We recruited teenage girls who had been vaccinated with 2 doses of Q-HPV in fourth grade, 5 years earlier. The participants were randomized to receive a 3rd dose or not. Participants self-collected a vaginal sample for HPV genotyping at baseline and will do so every 6 months for 5 years.  Participants also provided health and behaviour data at baseline and will continue to do so every year for 5 years.  We collected a blood sample (first 500 participants) at baseline for HPV serology testing, and other samples will be collected after 2.5 years and 5 years. Self-collected vaginal swabs are tested for HPV by a generic HPV PCR assay, and if positive, tested with the Linear Array for the detection of 36 genotypes.

 


Results

Between 2013 and 2016, we randomized 3364 participants 13-16 years of age, in the province of Quebec, Canada. The 2 study groups were comparable at recruitment: 92.2% were born in Canada, 85.4% identified as French Canadians, 91.0% were non-smokers, 16.0% were sexually active and 21.2% had used hormonal contraception. Among those reporting sexual activity, 80.5% had had intercourse. Genotyping results at recruitment were available for 216 participants who reported having had intercourse.
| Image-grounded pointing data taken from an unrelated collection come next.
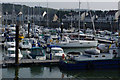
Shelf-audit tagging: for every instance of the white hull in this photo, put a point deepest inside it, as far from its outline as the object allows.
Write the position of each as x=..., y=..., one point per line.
x=80, y=43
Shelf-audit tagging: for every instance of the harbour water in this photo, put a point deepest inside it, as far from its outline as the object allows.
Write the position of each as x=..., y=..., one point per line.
x=55, y=72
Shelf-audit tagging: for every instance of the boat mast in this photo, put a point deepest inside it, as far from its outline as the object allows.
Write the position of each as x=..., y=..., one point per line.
x=119, y=28
x=39, y=15
x=92, y=18
x=79, y=21
x=13, y=14
x=47, y=15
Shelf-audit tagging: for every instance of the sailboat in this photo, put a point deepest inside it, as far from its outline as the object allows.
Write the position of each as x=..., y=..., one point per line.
x=67, y=42
x=108, y=60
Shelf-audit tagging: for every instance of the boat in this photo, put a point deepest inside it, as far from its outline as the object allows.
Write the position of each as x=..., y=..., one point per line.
x=68, y=43
x=56, y=52
x=9, y=42
x=37, y=53
x=25, y=44
x=11, y=54
x=90, y=60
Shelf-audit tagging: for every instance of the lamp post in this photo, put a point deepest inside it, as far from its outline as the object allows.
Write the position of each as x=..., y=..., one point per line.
x=17, y=40
x=61, y=29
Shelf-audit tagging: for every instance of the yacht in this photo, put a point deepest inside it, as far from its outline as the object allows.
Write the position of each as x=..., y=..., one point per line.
x=11, y=54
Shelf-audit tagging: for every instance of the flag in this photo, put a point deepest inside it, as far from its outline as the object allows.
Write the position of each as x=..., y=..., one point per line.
x=55, y=17
x=20, y=13
x=44, y=13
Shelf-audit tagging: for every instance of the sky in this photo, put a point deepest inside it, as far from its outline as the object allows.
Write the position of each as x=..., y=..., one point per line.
x=69, y=4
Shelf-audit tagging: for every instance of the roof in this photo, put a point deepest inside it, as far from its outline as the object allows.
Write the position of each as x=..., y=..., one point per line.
x=56, y=48
x=13, y=49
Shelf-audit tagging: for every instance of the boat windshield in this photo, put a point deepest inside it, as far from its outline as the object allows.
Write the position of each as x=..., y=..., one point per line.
x=37, y=52
x=10, y=40
x=11, y=52
x=57, y=51
x=25, y=43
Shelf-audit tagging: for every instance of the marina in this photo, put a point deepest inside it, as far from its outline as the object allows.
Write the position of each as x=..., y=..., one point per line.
x=43, y=42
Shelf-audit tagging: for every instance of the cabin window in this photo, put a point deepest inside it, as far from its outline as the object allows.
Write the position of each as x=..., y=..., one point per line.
x=96, y=56
x=103, y=55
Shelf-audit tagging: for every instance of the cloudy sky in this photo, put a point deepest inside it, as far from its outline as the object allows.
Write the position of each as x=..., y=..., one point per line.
x=69, y=4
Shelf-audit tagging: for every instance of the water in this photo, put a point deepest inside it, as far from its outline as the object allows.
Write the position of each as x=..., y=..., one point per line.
x=55, y=72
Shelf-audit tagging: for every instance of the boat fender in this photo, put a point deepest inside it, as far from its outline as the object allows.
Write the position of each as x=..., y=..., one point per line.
x=115, y=53
x=50, y=56
x=57, y=41
x=63, y=56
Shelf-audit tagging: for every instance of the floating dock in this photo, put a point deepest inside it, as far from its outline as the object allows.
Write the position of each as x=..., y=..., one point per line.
x=28, y=62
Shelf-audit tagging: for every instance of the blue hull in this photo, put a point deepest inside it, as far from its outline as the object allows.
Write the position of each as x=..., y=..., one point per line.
x=94, y=64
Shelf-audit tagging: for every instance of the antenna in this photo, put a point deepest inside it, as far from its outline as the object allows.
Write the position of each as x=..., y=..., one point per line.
x=91, y=18
x=79, y=21
x=47, y=15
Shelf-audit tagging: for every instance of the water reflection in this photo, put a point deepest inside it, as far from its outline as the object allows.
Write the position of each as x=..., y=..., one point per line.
x=36, y=70
x=92, y=73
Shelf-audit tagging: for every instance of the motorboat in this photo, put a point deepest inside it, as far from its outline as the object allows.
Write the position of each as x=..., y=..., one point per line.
x=9, y=42
x=66, y=42
x=37, y=53
x=93, y=59
x=56, y=53
x=11, y=54
x=25, y=44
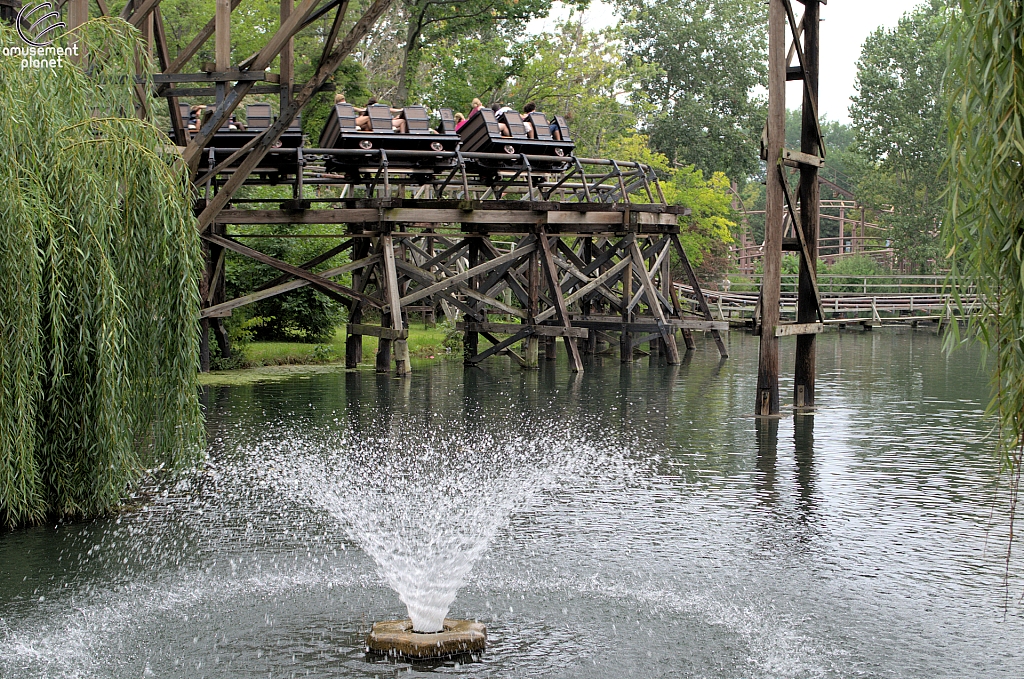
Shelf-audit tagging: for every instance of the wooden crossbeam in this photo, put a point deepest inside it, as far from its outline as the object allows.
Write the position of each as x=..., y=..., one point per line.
x=655, y=305
x=425, y=277
x=513, y=328
x=468, y=273
x=592, y=285
x=701, y=301
x=329, y=287
x=499, y=346
x=273, y=133
x=803, y=241
x=315, y=261
x=376, y=331
x=225, y=307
Among them, HPV prevalence was 8.3% (n=18). Single infections (4.2%) were as frequent as multiple infections (4.2%). The most prevalent types were: HPV 51 and HPV 84 (each 2.8%, n=5); HPV 62 (1.9%, n=4); HPV 53, HPV 66, HPV 73, HPV 89 (each 1.4%, n=3); HPV 33, HPV 56 (each 0.9%, n=2); HPV 31, HPV 35, HPV 39, HPV 40, HPV 42, HPV 58, HPV 59, HPV 67 (each 0.5%, n=1). HPV types 6/11/16/18 were not detected.

 


Conclusion

Vaccine targeted types were not detected in this cohort of 13-16 year-old, 5 years after vaccination with a 2-dose schedule of Q-HPV. To our knowledge, this ongoing study is the first to assess the role of an HPV booster dose for the Q-HPV vaccine within a high-coverage vaccination program.